Product: Red Hat Enterprise Linux 6 Reporter: Barry Marson <bmarson>
Component: kernelAssignee: Don Zickus <dzickus>
Status: CLOSED DUPLICATE QA Contact: Red Hat Kernel QE team <kernel-qe>
Severity: high Docs Contact:
Priority: high    
Version: 6.1CC: arozansk, higkoohk, prarit
Target Milestone: rc   
Target Release: 6.1   
Hardware: x86_64   
OS: Linux   
Whiteboard:
Fixed In Version: Doc Type: Bug Fix
Doc Text:
Story Points: ---
Clone Of: Environment:
Last Closed: 2011-03-18 15:11:58 UTC Type: ---
Regression: --- Mount Type: ---
Documentation: --- CRM:
Verified Versions: Category: ---
oVirt Team: --- RHEL 7.3 requirements from Atomic Host:
Cloudforms Team: --- Target Upstream Version:
Attachments:
Description Flags
cpuinfo file from bigi system none

Description Barry Marson 2011-03-17 19:24:02 UTC
Created attachment 486086 [details]
cpuinfo file from bigi system

Description of problem:
The bigi testbed which runs SPECsfs NFS worload is receiving messages of the form ...

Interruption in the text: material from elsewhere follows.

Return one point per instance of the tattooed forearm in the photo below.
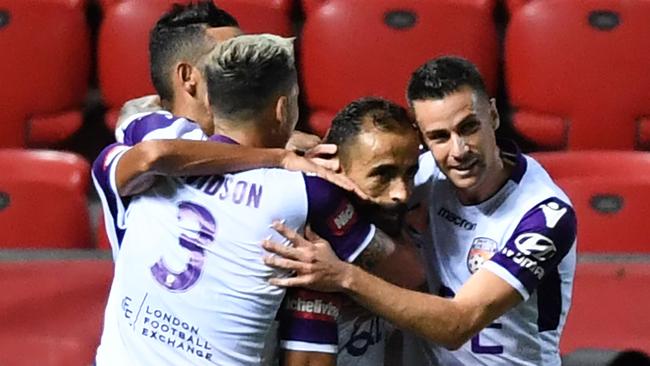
(380, 247)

Message from syslogd@bigi at Mar 16 17:17:21 ...
 kernel:Uhhuh. NMI received for unknown reason 31 on CPU 0.

Message from syslogd@bigi at Mar 16 17:17:21 ...
 kernel:Do you have a strange power saving mode enabled?

Message from syslogd@bigi at Mar 16 17:17:21 ...
 kernel:Dazed and confused, but trying to continue

Message from syslogd@bigi at Mar 16 17:17:21 ...
 kernel:Uhhuh. NMI received for unknown reason 00 on CPU 1.

Message from syslogd@bigi at Mar 16 17:17:21 ...
 kernel:Do you have a strange power saving mode enabled?

Message from syslogd@bigi at Mar 16 17:17:21 ...
 kernel:Dazed and confused, but trying to continue

...

in bursts with the 2.6.32-122 kernel.  Tests with the -118 kernel show no problem.  The cpuinfo for this server, an HP DL580g2 (Intel) has been attached.  I have tried disabling hyper threads at the BIOS but we still get errors.  Disabling nmi_watchdog in /proc/sys/kernel makes them go away.

I have talked to dzickus about this ...


Version-Release number of selected component (if applicable):
2.6.32-122

How reproducible:
everytime

Steps to Reproduce:
1. run specsfs on bigi testbed for sure
2.
3.
  
Actual results:


Expected results:


Additional info:

Comment 2 Prarit Bhargava 2011-03-18 12:38:37 UTC
bmarson, we need more logs than what you have above.

P.

Comment 3 Don Zickus 2011-03-18 15:11:58 UTC
Barry,

I thought you were the first one to notice this yesterday, turns out you are already the third bz filed for it. :-)

I hate p4 boxes.

*** This bug has been marked as a duplicate of bug 688547 ***

Comment 4 higkoo 2013-11-13 05:28:18 UTC
I had see
kernel:Uhhuh. NMI received for unknown reason 31 on CPU 0.
kernel:Uhhuh. NMI received for unknown reason 21 on CPU 0.
kernel:Do you have a strange power saving mode enabled?
kernel:Dazed and confused, but trying to continue

I had try :
add ‘nmi_watchdog=0 pcie_aspm=off nohpet’ to kernel param
change a older kernel

Result:
Use a older kernel 2.6.32-131.21.1 (default is 2.6.32-358.23.2)。